A dataset is an organized collection of data, serving as the cornerstone for any AI or Machine Learning (ML) initiative. The structure of a dataset might vary, yet its pivotal role in shaping the scope, capabilities, and challenges of a project remains undisputed. Data preparation, involving substantial cleaning and exploration of raw data, often consumes the lion's share of a Machine Learning engineer's efforts, reinforcing to the adage that 80% of the work pertains to data processing, leaving only 20% for modeling. Yet, this preparation phase is crucial, setting the stage for the subsequent modeling efforts.

The impact of a dataset's quality and size on the outcomes of a model is profound, frequently surpassing the effects of model adjustments. This impact is embedded into the "Garbage in, garbage out" concept related to data science projects.

When is the dataset used?

Datasets are integral throughout the AI/ML project lifecycle, playing pivotal roles in various stages:

  • Exploration: This phase involves delving into the dataset to find insights, study variable relationships, and discern patterns that could influence future predictions.
  • Data Processing: At this stage, the focus is on crafting features that encapsulate the predictive essence of the data and on partitioning the dataset effectively to gear up for the modeling phase.
  • Model Tuning: Here, the objective is to refine the model's hyperparameters through strategies like cross-validation to bolster the model's generalization capability.
  • Model Evaluation: This final step entails evaluating the model's performance on unseen data and identifying areas for potential improvement.

What are the types of datasets?

Datasets are typically classified into three categories: structured, unstructured, and semi-structured, each with distinctive features:

Structured Data

This category includes data that adhere to a clear schema, simplifying organization and analysis.

  • Tabular Data: Characterized by its rows-and-columns format, where each column holds data of a uniform type. This format is prevalent in CSV files and databases.
  • Time Series Data: Comprises sequential data points collected at consistent time intervals. The sequential order is crucial, as alterations can significantly impact the dataset's interpretation, making it vital for forecasting in sectors like finance and energy.
  • Geospatial Data: Relates to specific geographical locations or areas, critical for spatial analyses and often managed with Geographic Information Systems (GIS).
  • Graph Data: Consists of nodes (or vertices) and edges (or connections), representing entities and their interrelations. This data type is crucial for modeling complex networks and systems.

Unstructured Data

Unstructured data lacks a predefined format, which poses challenges in its processing and analysis.

  • Text: Ranges from short messages to extensive documents, marked by the complexity and diversity of language.
  • Multimedia: Includes images, audio, and video files, known for their high dimensionality and the complexities involved in extracting meaningful insights.

Semi-Structured Data

Positioned between structured and unstructured data, semi-structured data does not follow a strict schema but includes markers or tags to aid in identifying specific elements, making it more manageable. JSON and XML are notable examples.
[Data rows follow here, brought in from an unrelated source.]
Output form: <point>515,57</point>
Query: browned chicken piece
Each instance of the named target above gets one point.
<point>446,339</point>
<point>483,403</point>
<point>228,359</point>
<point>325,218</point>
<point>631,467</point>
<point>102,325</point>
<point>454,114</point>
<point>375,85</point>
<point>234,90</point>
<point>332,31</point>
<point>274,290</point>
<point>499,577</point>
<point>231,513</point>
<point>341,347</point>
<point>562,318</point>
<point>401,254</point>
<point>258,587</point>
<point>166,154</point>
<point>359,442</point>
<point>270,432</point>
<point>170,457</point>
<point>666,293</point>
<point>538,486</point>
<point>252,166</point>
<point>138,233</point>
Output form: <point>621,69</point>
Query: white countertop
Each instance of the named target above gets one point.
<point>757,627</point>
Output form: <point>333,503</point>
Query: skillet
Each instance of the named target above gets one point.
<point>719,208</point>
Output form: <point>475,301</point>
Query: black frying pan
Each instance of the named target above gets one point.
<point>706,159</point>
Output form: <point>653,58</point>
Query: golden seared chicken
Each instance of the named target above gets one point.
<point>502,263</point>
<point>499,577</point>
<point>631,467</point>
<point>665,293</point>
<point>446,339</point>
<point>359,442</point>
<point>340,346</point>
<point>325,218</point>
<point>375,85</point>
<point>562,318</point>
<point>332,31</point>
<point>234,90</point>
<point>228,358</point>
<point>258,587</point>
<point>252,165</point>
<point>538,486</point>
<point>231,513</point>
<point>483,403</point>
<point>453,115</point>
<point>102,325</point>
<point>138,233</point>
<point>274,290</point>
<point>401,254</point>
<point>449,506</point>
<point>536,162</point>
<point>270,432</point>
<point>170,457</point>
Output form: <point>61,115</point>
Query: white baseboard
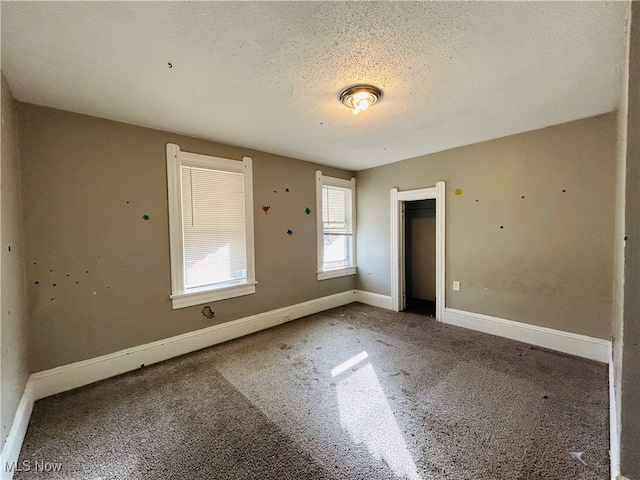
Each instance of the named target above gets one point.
<point>13,444</point>
<point>374,299</point>
<point>68,377</point>
<point>572,343</point>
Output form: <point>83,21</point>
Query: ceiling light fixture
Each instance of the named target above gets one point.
<point>360,97</point>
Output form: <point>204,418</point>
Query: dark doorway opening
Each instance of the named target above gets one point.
<point>420,257</point>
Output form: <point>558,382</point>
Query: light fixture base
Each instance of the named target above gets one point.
<point>360,97</point>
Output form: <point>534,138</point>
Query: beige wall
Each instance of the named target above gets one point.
<point>630,438</point>
<point>87,183</point>
<point>551,264</point>
<point>13,306</point>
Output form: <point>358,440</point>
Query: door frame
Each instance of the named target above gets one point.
<point>398,295</point>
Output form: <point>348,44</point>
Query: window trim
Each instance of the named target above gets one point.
<point>322,180</point>
<point>181,298</point>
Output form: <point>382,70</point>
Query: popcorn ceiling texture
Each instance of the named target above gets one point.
<point>268,75</point>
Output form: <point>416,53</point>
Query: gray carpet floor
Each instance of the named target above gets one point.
<point>355,392</point>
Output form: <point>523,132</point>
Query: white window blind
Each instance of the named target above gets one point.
<point>213,217</point>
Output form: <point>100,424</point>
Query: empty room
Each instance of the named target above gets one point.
<point>320,240</point>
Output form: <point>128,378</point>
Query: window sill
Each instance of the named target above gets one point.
<point>338,272</point>
<point>182,300</point>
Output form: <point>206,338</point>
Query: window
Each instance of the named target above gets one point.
<point>336,216</point>
<point>210,227</point>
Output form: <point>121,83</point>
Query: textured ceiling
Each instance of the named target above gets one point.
<point>268,75</point>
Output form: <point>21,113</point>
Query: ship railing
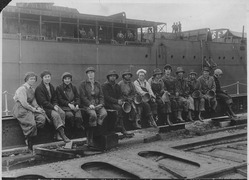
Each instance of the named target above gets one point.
<point>237,84</point>
<point>72,39</point>
<point>6,111</point>
<point>33,37</point>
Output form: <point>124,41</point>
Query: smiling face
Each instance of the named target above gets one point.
<point>46,79</point>
<point>167,71</point>
<point>91,74</point>
<point>112,78</point>
<point>141,76</point>
<point>67,80</point>
<point>205,74</point>
<point>32,80</point>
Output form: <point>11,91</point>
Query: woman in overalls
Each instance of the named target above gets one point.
<point>143,88</point>
<point>29,115</point>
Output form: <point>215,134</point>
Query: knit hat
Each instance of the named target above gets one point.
<point>206,69</point>
<point>112,72</point>
<point>168,66</point>
<point>126,72</point>
<point>157,71</point>
<point>192,72</point>
<point>44,73</point>
<point>90,69</point>
<point>179,69</point>
<point>28,75</point>
<point>141,70</point>
<point>66,74</point>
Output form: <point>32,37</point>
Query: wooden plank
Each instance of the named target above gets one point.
<point>53,153</point>
<point>172,171</point>
<point>152,138</point>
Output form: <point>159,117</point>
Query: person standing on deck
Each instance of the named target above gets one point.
<point>143,88</point>
<point>162,97</point>
<point>185,102</point>
<point>169,86</point>
<point>113,100</point>
<point>195,93</point>
<point>222,94</point>
<point>47,98</point>
<point>92,99</point>
<point>208,88</point>
<point>28,113</point>
<point>69,101</point>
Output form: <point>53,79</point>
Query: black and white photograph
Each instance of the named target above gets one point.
<point>124,89</point>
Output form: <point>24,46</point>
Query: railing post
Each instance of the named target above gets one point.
<point>237,87</point>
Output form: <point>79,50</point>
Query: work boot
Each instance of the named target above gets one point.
<point>137,124</point>
<point>199,117</point>
<point>230,111</point>
<point>62,134</point>
<point>168,121</point>
<point>152,121</point>
<point>29,143</point>
<point>179,116</point>
<point>190,115</point>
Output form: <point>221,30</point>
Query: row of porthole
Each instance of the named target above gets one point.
<point>183,57</point>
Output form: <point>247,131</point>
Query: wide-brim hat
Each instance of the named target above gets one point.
<point>157,71</point>
<point>206,69</point>
<point>66,74</point>
<point>28,75</point>
<point>90,69</point>
<point>167,66</point>
<point>45,72</point>
<point>179,69</point>
<point>141,70</point>
<point>112,72</point>
<point>126,72</point>
<point>192,72</point>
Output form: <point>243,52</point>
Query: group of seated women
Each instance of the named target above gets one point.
<point>162,95</point>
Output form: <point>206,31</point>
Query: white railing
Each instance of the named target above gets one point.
<point>237,86</point>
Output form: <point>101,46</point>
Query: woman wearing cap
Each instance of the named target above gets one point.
<point>128,92</point>
<point>194,86</point>
<point>182,95</point>
<point>92,98</point>
<point>143,87</point>
<point>162,98</point>
<point>113,100</point>
<point>207,84</point>
<point>169,86</point>
<point>69,101</point>
<point>47,98</point>
<point>26,109</point>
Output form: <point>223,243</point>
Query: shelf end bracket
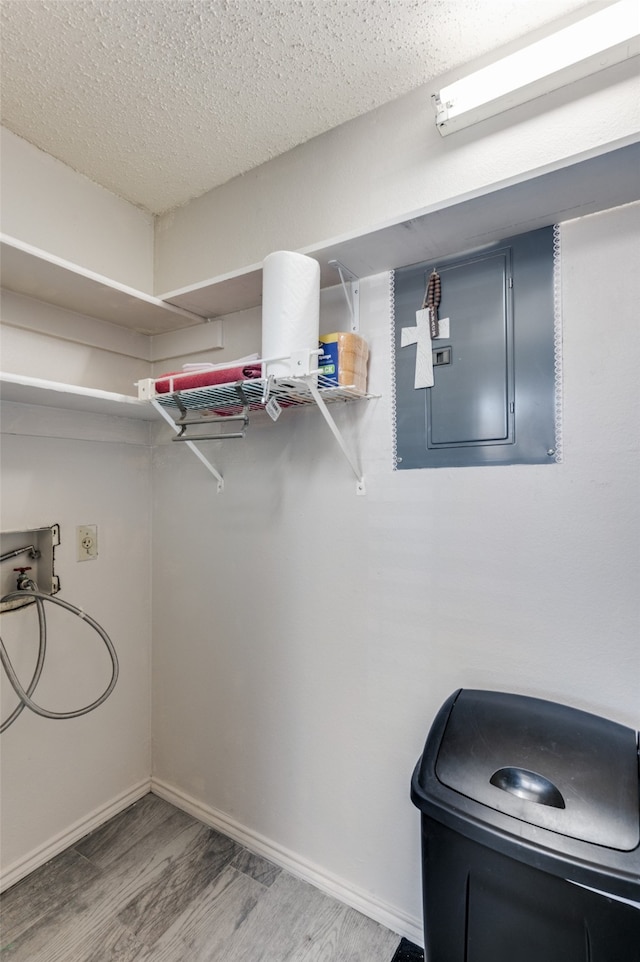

Which dataset should you use?

The decision on which dataset to use often boils down to a balance between familiarity and exploration of new data. A simple rule of thumb is to opt for the dataset you are most acquainted with. Regardless of the diversity in data types and applications, the core principles of MLOps are applicable across various domains. Therefore, starting with a well-understood dataset allows you to concentrate on honing your MLOps skills rather than untangling the complexities of an unfamiliar dataset.

As mentioned in the previous section, the course uses the Bike Sharing Demand dataset dataset by default. You are free to use any other datasets, either for personal or professional purposes.